AOpen (建碁股份有限公司 (Jiànqí Gǔfèn Yǒuxiàn Gōngsī), stylized AOPEN) is a minor Taiwanese electronics manufacturer that makes computers and its parts. AOpen used to be the Open System Business Unit of Acer Computer Inc. which designed, manufactured and sold computer components.

The company was incorporated in December 1996 as a subsidiary of Acer Group with an initial public offering (IPO) at the Taiwan stock exchange in August 2002. It is also the first subsidiary that established the entrepreneurship paradigm in the pan-Acer Group. At that time, AOpen's major shareholder was the Wistron Group. In 2018, AOpen became a partner of the pan-Acer Group again as the business-to-business branch of the computing industry.

AOpen is perhaps most well known for their mobile on desktop (MoDT), which implements Intel's Pentium M platform on desktop motherboards. Because the Pentium 4 and other NetBurst CPUs proved less energy efficient than the Pentium M, in late 2004 and early 2005, many manufacturers introduced desktop motherboards for the mobile Pentium M, AOpen being one of the first.

AOpen currently specializes in ultra small form factor (uSFF) platform applications; digital signage; and product development and designs characterized by miniaturization, standardization and modularization.

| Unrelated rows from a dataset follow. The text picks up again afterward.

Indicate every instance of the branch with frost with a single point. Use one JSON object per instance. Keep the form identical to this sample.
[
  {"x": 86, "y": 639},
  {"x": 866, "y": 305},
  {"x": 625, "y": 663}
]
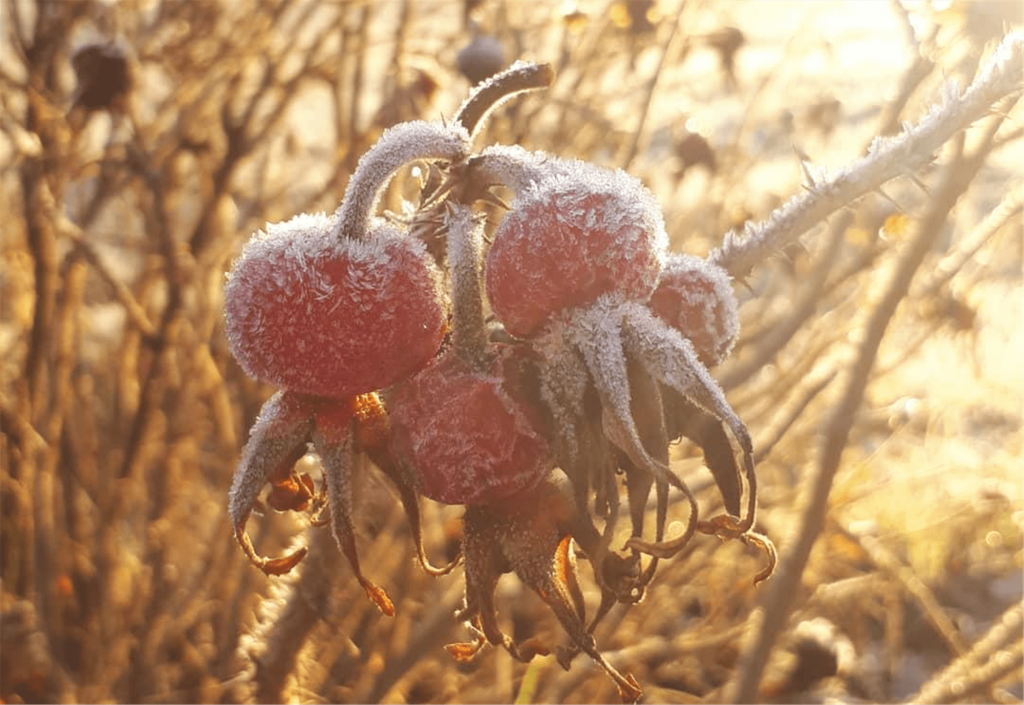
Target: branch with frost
[{"x": 888, "y": 158}]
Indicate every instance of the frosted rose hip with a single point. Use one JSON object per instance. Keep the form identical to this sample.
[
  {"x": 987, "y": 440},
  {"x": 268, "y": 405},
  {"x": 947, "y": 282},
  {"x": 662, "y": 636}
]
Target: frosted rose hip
[
  {"x": 333, "y": 317},
  {"x": 466, "y": 434},
  {"x": 570, "y": 238},
  {"x": 695, "y": 298}
]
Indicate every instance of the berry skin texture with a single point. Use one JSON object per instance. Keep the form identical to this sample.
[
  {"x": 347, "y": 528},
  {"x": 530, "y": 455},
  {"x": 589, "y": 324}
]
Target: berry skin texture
[
  {"x": 573, "y": 236},
  {"x": 466, "y": 434},
  {"x": 333, "y": 317},
  {"x": 695, "y": 298}
]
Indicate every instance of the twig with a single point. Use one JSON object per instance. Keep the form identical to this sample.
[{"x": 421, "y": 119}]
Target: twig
[
  {"x": 888, "y": 158},
  {"x": 777, "y": 602},
  {"x": 996, "y": 655}
]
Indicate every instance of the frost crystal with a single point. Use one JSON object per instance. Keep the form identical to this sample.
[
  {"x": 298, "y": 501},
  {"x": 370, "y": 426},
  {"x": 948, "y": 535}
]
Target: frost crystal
[
  {"x": 579, "y": 233},
  {"x": 695, "y": 297},
  {"x": 334, "y": 318},
  {"x": 398, "y": 146}
]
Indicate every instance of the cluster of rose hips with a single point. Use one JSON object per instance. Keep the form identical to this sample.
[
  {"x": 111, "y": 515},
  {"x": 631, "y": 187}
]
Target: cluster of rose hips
[{"x": 595, "y": 357}]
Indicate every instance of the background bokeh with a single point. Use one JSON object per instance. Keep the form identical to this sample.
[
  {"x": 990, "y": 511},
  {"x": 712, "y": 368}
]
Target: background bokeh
[{"x": 142, "y": 141}]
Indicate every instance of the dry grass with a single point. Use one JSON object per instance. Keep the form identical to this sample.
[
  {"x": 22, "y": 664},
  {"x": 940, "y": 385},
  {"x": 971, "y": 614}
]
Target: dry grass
[{"x": 122, "y": 412}]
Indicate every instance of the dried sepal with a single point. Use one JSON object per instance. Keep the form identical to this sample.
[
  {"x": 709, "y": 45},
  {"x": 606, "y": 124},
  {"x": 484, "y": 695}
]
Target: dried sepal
[
  {"x": 278, "y": 440},
  {"x": 530, "y": 536}
]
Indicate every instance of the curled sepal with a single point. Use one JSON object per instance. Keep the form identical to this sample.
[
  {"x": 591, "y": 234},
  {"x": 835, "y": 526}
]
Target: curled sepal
[
  {"x": 278, "y": 440},
  {"x": 333, "y": 441},
  {"x": 726, "y": 527},
  {"x": 532, "y": 536},
  {"x": 373, "y": 428}
]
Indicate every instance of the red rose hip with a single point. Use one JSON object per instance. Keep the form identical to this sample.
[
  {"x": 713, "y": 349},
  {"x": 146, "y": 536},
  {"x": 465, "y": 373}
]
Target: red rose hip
[
  {"x": 333, "y": 317},
  {"x": 466, "y": 434},
  {"x": 567, "y": 239}
]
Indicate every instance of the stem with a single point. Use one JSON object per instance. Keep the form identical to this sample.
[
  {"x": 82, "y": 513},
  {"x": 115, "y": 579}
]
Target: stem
[
  {"x": 398, "y": 146},
  {"x": 465, "y": 241},
  {"x": 518, "y": 78}
]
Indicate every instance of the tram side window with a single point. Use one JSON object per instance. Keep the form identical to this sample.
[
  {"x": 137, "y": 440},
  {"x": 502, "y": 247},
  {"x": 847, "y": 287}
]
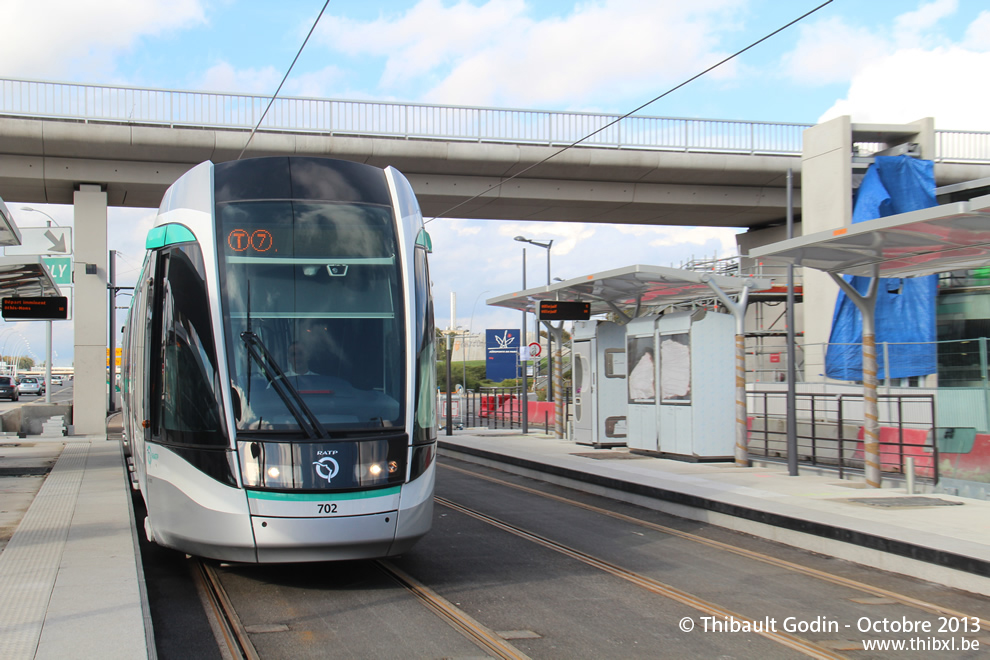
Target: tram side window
[
  {"x": 426, "y": 377},
  {"x": 190, "y": 392}
]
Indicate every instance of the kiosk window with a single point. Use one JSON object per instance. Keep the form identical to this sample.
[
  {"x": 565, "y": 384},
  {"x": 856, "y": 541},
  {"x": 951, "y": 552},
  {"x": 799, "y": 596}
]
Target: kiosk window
[{"x": 675, "y": 368}]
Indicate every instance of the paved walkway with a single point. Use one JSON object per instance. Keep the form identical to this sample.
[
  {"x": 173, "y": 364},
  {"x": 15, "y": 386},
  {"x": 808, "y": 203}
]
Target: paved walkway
[
  {"x": 941, "y": 538},
  {"x": 70, "y": 578},
  {"x": 72, "y": 584}
]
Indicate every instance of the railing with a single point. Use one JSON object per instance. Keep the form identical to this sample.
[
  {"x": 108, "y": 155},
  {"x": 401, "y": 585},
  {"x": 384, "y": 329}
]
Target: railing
[
  {"x": 829, "y": 430},
  {"x": 399, "y": 120},
  {"x": 137, "y": 105}
]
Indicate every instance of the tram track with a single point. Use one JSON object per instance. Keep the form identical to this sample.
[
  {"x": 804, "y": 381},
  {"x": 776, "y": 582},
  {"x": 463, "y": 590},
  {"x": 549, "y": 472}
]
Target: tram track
[
  {"x": 236, "y": 643},
  {"x": 235, "y": 638},
  {"x": 788, "y": 640},
  {"x": 454, "y": 616},
  {"x": 879, "y": 592}
]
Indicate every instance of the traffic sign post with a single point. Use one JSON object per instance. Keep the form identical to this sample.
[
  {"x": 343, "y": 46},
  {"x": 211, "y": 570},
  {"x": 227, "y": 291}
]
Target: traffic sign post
[{"x": 47, "y": 308}]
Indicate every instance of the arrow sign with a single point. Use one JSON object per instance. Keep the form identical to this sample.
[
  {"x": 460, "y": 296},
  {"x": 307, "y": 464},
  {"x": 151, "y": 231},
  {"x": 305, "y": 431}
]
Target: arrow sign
[
  {"x": 58, "y": 242},
  {"x": 60, "y": 268},
  {"x": 42, "y": 240}
]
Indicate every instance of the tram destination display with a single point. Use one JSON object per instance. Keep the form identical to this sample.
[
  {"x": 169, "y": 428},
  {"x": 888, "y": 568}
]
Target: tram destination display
[
  {"x": 47, "y": 308},
  {"x": 554, "y": 310}
]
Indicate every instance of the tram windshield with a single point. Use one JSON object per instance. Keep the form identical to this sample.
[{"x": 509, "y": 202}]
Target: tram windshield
[{"x": 313, "y": 313}]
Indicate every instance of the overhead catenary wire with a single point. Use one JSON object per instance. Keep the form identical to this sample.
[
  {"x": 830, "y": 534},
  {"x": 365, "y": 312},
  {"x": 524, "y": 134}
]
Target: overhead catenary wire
[
  {"x": 284, "y": 78},
  {"x": 633, "y": 111}
]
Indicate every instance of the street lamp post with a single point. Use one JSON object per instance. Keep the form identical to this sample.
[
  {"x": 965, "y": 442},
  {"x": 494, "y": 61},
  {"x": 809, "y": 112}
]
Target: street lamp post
[
  {"x": 468, "y": 336},
  {"x": 546, "y": 246},
  {"x": 48, "y": 324}
]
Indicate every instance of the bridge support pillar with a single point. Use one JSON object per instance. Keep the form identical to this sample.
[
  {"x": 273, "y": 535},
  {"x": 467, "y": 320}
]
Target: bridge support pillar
[{"x": 89, "y": 272}]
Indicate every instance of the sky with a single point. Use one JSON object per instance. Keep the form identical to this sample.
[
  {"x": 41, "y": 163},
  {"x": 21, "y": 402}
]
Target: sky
[{"x": 882, "y": 61}]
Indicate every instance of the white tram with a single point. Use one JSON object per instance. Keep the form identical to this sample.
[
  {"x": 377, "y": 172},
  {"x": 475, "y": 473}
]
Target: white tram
[{"x": 278, "y": 372}]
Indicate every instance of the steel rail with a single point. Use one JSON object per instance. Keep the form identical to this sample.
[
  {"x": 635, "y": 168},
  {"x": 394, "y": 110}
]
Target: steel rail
[
  {"x": 910, "y": 601},
  {"x": 459, "y": 620},
  {"x": 234, "y": 634},
  {"x": 654, "y": 586}
]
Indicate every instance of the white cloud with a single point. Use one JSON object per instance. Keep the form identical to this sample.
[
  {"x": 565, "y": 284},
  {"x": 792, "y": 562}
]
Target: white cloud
[
  {"x": 62, "y": 38},
  {"x": 835, "y": 50},
  {"x": 497, "y": 54},
  {"x": 978, "y": 33},
  {"x": 824, "y": 54},
  {"x": 910, "y": 28},
  {"x": 911, "y": 84},
  {"x": 722, "y": 239},
  {"x": 223, "y": 77}
]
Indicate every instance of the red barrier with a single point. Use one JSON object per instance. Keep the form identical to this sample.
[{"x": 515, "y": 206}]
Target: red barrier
[
  {"x": 537, "y": 412},
  {"x": 489, "y": 405}
]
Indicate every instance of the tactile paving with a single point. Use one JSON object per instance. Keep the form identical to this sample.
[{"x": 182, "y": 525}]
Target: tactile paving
[{"x": 30, "y": 562}]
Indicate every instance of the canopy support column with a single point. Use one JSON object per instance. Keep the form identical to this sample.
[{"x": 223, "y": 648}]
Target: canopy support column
[
  {"x": 558, "y": 380},
  {"x": 738, "y": 310},
  {"x": 871, "y": 417}
]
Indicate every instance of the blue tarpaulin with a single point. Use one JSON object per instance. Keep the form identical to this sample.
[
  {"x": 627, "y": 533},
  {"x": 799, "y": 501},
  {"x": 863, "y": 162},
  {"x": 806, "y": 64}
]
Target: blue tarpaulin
[{"x": 905, "y": 307}]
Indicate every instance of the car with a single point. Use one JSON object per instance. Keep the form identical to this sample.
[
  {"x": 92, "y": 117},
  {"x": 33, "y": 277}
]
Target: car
[
  {"x": 8, "y": 388},
  {"x": 31, "y": 385}
]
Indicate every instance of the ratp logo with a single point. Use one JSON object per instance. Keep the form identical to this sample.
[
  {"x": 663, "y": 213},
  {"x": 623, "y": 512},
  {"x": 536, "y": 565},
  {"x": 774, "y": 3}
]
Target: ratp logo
[
  {"x": 326, "y": 468},
  {"x": 505, "y": 341}
]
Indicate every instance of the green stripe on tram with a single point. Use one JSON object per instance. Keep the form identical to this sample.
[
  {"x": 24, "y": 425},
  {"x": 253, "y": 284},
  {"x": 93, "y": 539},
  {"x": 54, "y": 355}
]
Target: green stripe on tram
[
  {"x": 167, "y": 235},
  {"x": 320, "y": 497}
]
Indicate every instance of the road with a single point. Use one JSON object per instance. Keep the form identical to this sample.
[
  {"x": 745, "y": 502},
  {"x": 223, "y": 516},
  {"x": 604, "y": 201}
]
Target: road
[
  {"x": 517, "y": 568},
  {"x": 60, "y": 394}
]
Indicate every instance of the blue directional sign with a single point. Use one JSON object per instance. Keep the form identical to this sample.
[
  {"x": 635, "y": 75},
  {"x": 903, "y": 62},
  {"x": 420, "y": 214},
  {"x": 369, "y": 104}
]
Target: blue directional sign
[{"x": 501, "y": 354}]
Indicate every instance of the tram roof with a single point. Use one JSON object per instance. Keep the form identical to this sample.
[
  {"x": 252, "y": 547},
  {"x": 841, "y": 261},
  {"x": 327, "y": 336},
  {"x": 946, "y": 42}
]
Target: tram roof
[
  {"x": 629, "y": 287},
  {"x": 952, "y": 236},
  {"x": 25, "y": 276}
]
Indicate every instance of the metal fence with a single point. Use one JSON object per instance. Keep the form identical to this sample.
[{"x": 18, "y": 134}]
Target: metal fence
[
  {"x": 136, "y": 105},
  {"x": 494, "y": 408},
  {"x": 829, "y": 430}
]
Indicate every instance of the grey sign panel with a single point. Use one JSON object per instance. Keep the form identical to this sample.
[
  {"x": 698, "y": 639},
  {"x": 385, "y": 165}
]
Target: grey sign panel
[
  {"x": 949, "y": 237},
  {"x": 9, "y": 233},
  {"x": 43, "y": 240}
]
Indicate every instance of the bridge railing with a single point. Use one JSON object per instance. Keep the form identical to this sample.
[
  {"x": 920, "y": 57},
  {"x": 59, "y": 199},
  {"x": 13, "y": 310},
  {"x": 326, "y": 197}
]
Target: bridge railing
[{"x": 136, "y": 105}]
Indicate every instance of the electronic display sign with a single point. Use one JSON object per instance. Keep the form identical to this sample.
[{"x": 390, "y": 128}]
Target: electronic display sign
[
  {"x": 48, "y": 308},
  {"x": 555, "y": 310}
]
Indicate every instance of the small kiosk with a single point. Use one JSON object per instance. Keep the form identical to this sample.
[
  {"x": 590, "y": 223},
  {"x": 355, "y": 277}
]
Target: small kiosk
[
  {"x": 680, "y": 385},
  {"x": 599, "y": 374},
  {"x": 698, "y": 386}
]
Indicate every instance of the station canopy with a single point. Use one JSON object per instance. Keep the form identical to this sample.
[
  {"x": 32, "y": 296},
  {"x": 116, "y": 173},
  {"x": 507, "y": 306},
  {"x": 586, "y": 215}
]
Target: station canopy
[
  {"x": 631, "y": 288},
  {"x": 25, "y": 277},
  {"x": 9, "y": 234},
  {"x": 949, "y": 237}
]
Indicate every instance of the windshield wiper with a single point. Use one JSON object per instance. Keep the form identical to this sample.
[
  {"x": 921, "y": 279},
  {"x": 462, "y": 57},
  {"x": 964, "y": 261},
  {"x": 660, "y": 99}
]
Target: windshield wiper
[{"x": 307, "y": 421}]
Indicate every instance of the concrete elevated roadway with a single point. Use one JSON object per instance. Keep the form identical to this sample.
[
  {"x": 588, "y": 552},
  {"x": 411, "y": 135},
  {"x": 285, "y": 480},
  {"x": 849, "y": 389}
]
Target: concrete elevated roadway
[
  {"x": 95, "y": 147},
  {"x": 45, "y": 161}
]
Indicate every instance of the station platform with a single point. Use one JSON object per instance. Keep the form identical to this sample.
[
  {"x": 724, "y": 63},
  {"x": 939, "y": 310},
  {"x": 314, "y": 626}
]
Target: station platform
[
  {"x": 70, "y": 575},
  {"x": 73, "y": 585},
  {"x": 940, "y": 538}
]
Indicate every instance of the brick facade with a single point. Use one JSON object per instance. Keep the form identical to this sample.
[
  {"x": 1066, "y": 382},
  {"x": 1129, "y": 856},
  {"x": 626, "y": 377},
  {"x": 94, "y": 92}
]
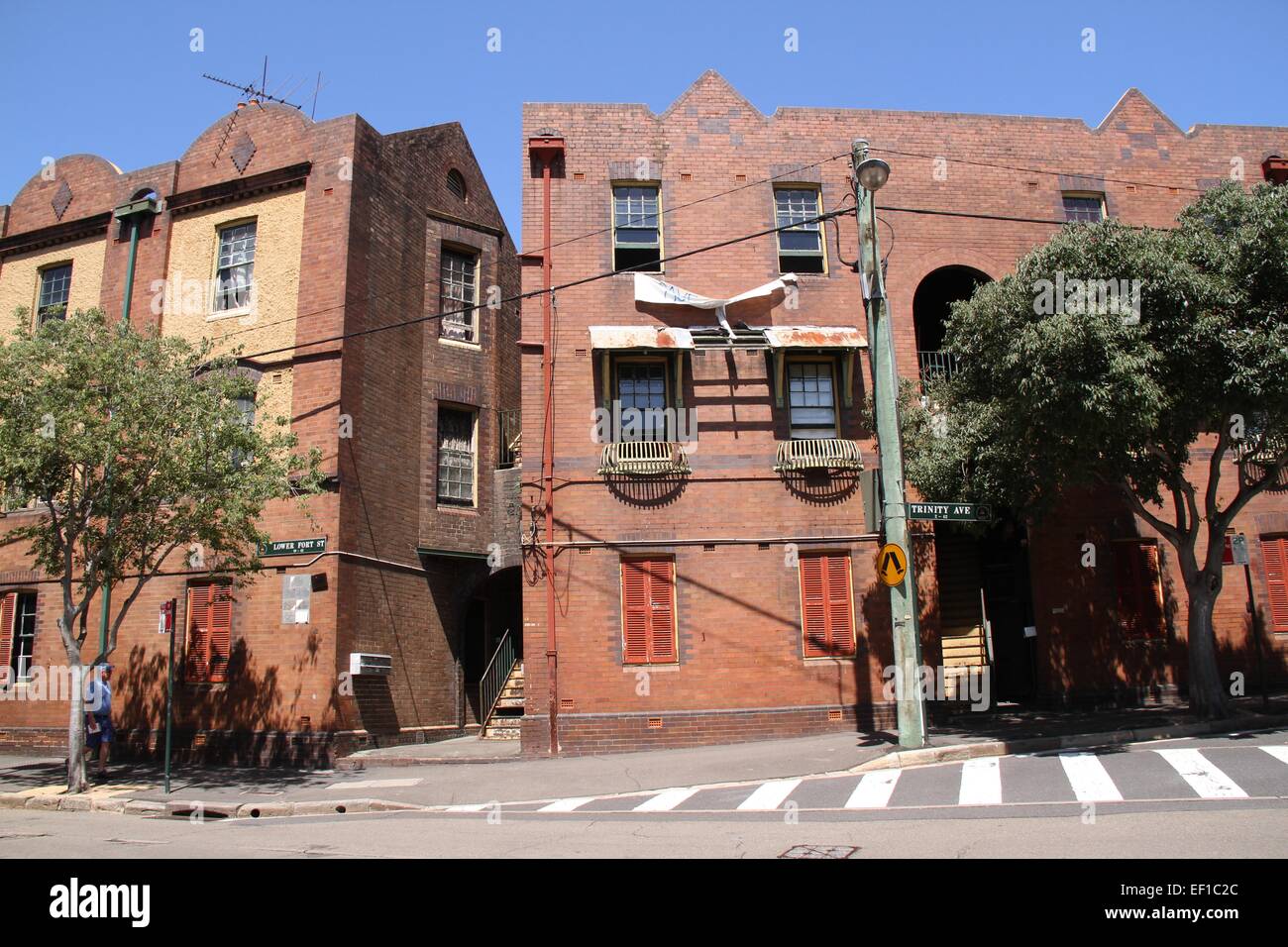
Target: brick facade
[
  {"x": 732, "y": 523},
  {"x": 361, "y": 218}
]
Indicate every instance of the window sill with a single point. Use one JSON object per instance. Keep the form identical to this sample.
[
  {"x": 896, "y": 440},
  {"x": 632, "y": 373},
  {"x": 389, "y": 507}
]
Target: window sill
[
  {"x": 462, "y": 343},
  {"x": 231, "y": 315}
]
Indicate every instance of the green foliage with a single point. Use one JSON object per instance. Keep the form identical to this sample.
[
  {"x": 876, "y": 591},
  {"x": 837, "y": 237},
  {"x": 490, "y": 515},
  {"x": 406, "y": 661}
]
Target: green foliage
[{"x": 136, "y": 446}]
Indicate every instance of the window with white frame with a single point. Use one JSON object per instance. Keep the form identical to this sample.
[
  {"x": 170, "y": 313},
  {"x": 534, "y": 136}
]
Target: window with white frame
[
  {"x": 459, "y": 296},
  {"x": 800, "y": 248},
  {"x": 636, "y": 228},
  {"x": 55, "y": 286},
  {"x": 235, "y": 270},
  {"x": 456, "y": 457},
  {"x": 811, "y": 399}
]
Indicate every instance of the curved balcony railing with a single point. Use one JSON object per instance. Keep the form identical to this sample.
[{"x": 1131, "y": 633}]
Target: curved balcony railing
[
  {"x": 643, "y": 459},
  {"x": 823, "y": 454}
]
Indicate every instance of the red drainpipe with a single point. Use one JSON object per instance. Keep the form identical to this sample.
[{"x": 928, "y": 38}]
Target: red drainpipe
[{"x": 548, "y": 149}]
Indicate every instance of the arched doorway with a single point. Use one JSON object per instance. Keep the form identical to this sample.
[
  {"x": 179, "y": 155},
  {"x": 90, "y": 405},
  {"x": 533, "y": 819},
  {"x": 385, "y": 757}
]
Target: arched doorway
[
  {"x": 931, "y": 305},
  {"x": 986, "y": 602}
]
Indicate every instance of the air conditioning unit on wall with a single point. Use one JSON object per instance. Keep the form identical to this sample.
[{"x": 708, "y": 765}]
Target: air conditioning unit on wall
[{"x": 370, "y": 665}]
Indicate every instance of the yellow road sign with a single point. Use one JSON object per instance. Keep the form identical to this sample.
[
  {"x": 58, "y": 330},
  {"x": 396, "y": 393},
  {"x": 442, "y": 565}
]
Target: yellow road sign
[{"x": 892, "y": 564}]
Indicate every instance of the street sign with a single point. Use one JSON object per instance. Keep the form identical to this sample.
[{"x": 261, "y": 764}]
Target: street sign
[
  {"x": 956, "y": 512},
  {"x": 892, "y": 564},
  {"x": 292, "y": 547}
]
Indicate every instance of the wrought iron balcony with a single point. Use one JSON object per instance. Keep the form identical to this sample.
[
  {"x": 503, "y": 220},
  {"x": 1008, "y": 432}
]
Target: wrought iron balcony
[
  {"x": 643, "y": 459},
  {"x": 936, "y": 367},
  {"x": 822, "y": 454}
]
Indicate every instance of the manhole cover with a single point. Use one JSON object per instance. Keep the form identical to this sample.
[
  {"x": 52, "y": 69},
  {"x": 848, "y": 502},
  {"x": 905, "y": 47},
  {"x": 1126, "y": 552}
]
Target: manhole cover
[{"x": 819, "y": 852}]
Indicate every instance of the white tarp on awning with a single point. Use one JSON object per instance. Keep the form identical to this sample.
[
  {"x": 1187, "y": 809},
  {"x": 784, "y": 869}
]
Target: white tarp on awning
[
  {"x": 649, "y": 289},
  {"x": 815, "y": 338},
  {"x": 639, "y": 338}
]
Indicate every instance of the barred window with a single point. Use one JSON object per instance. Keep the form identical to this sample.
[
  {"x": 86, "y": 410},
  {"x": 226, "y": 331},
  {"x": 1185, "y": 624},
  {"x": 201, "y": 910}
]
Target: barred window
[
  {"x": 236, "y": 266},
  {"x": 800, "y": 249},
  {"x": 1083, "y": 208},
  {"x": 455, "y": 457},
  {"x": 812, "y": 402},
  {"x": 459, "y": 290},
  {"x": 55, "y": 286},
  {"x": 636, "y": 228}
]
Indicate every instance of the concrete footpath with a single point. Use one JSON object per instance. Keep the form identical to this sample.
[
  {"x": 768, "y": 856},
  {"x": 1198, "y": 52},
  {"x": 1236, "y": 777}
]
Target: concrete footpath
[{"x": 471, "y": 771}]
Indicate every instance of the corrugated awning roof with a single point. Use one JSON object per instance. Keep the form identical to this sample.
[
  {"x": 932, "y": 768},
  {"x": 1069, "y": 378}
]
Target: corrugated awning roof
[
  {"x": 639, "y": 338},
  {"x": 815, "y": 338}
]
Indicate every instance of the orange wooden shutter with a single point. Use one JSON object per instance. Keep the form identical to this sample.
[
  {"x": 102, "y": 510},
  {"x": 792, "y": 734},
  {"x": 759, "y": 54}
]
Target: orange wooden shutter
[
  {"x": 814, "y": 604},
  {"x": 661, "y": 611},
  {"x": 7, "y": 609},
  {"x": 198, "y": 633},
  {"x": 1275, "y": 556},
  {"x": 840, "y": 620},
  {"x": 648, "y": 611},
  {"x": 827, "y": 613},
  {"x": 220, "y": 630},
  {"x": 1140, "y": 605}
]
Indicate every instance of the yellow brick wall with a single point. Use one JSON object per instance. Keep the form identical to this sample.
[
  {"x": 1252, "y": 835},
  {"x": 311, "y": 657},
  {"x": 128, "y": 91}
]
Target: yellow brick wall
[
  {"x": 20, "y": 278},
  {"x": 188, "y": 308}
]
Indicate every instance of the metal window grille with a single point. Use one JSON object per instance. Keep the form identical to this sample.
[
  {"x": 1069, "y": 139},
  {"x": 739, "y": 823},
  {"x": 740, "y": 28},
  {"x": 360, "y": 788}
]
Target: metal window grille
[
  {"x": 811, "y": 401},
  {"x": 236, "y": 266},
  {"x": 635, "y": 217},
  {"x": 456, "y": 458},
  {"x": 459, "y": 290},
  {"x": 55, "y": 285}
]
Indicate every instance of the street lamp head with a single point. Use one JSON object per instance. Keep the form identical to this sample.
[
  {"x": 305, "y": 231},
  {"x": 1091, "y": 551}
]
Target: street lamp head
[{"x": 874, "y": 174}]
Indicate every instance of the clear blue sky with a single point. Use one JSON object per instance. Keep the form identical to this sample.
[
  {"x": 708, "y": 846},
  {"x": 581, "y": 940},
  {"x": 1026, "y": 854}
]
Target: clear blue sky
[{"x": 120, "y": 80}]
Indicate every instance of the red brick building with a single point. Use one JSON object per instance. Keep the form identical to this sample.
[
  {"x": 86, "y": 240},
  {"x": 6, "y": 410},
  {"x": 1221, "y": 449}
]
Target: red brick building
[
  {"x": 282, "y": 236},
  {"x": 720, "y": 585}
]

AOpen logo used from 1996 to 2013

==Product position and strategies==
AOpen has developed energy-saving products since 2005. According to different types of customers, applications and contexts, AOpen splits its product platforms into two major categories: media player platform and Panel PC platform, both of which have Windows, Linux, ChromeOS and Android devices.